The approximately 127 plaintiffs named in the local cases are employees of the hospital groups. They are being represented by the Deters Law Firm, whose spokesman Eric Deters has supported recent protests staged outside hospitals about the vaccine mandates. Deters has retired from practicing law, and earlier this month gave up his years-long pursuit to have his law license reinstated after the Ohio Supreme Court said he had engaged in the unauthorized practice of law.
Deters, who runs the website Bulldog Reports, posts videos regularly on his YouTube channel. In a video Monday, he alleged there is “a criminal conspiracy between the government, the pharmaceutical industry and the hospitals.”
The lawsuits, he said, are “about whether in the United States of America we have reached a point where Americans must choose between taking a dangerous and unknown vaccine or lose not just their jobs, but their lifelong careers.”
The Centers for Disease Control and Prevention has deemed the COVID-19 vaccines “safe and effective.” It says they were evaluated in clinical trials involving tens of thousands of participants and met the Food and Drug Administration’s rigorous standards for safety, effectiveness and manufacturing quality.
The FDA announced Monday it had fully approved the Pfizer-BioNTech COVID-19 vaccine for people 16 years and older. It had previously approved that vaccine, as well as those produced by Moderna and Johnson & Johnson, for emergency use.
On Tuesday, the president of the American Medical Association, Dr. Gerald Harmon, urged the public and private sectors to mandate vaccinations. The COVID-19 vaccines, he said, “are safe, effective, and the only way out of this pandemic.”
FDA approval 'a scam'
Deters said in the video that the FDA approval “is a scam,” adding that the vaccine didn’t undergo the proper testing.
He also said there is “no COVID crisis, at all.”
“None. It’s not happening. They are trying to create one,” he said in the video.
The hospitals, he said, have committed “massive crimes,” including health care fraud and making false statements about health care matters.

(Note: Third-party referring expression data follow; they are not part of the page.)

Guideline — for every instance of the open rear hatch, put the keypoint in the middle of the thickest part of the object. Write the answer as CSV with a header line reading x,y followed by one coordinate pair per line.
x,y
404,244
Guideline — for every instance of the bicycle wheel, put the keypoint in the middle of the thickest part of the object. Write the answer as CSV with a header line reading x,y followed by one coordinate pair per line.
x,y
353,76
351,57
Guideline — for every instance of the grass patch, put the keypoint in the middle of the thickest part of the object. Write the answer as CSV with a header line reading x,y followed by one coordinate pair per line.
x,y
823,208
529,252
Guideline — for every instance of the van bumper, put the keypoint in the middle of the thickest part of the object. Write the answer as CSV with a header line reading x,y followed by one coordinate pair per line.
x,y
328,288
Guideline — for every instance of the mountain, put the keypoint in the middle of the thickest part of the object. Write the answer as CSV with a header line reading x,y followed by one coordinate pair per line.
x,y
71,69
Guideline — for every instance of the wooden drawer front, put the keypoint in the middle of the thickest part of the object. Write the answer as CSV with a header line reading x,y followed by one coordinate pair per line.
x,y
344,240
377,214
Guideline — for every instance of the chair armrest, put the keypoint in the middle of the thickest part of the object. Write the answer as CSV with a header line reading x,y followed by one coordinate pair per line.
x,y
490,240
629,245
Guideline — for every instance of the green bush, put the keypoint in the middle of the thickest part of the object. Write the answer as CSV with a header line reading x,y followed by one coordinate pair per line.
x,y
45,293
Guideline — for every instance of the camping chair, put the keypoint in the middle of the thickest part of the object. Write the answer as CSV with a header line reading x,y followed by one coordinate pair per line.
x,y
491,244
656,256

He also alleged racketeering.
Each lawsuit is more than 100 pages. At least some of the information in the complaints came from nearly 10,000 emails Deters said his firm received from local healthcare workers.
A spokesman for Cincinnati Children’s Hospital Medical Center said the hospital typically doesn't comment on pending litigation. Spokespeople for UC Health, Mercy Health and St. Elizabeth Healthcare also declined to comment on the lawsuits. Spokespeople for other hospital groups did not immediately respond to requests for comment.
In a statement, UC Health spokeswoman Amanda Nageleisen said the health system relies on science "to help us make the best decisions possible in order to keep our employees, clinicians and patients safe."
"As a healthcare provider, UC Health requires vaccination for other communicable diseases such as tuberculosis, hepatitis and influenza," Nageleisen said. "Science has demonstrated that COVID-19 vaccinations have proven to be safe and effective. Overwhelmingly, they protect people from hospitalization, ICU-level care and death."
The lawsuits include hundreds of claims. Among them is that forcing healthcare workers to be vaccinated or face being dismissed from their jobs “is the most despicable act against workers in American history.”
The COVID-19 pandemic, the lawsuits say, is “based upon lies, misrepresentations and fear” to “advance the purpose of…the U.S. government, state governments, the media, pharmaceutical companies, corporate America and hospitals.”
The lawsuits add: “It is all a diabolical fraud upon the public.”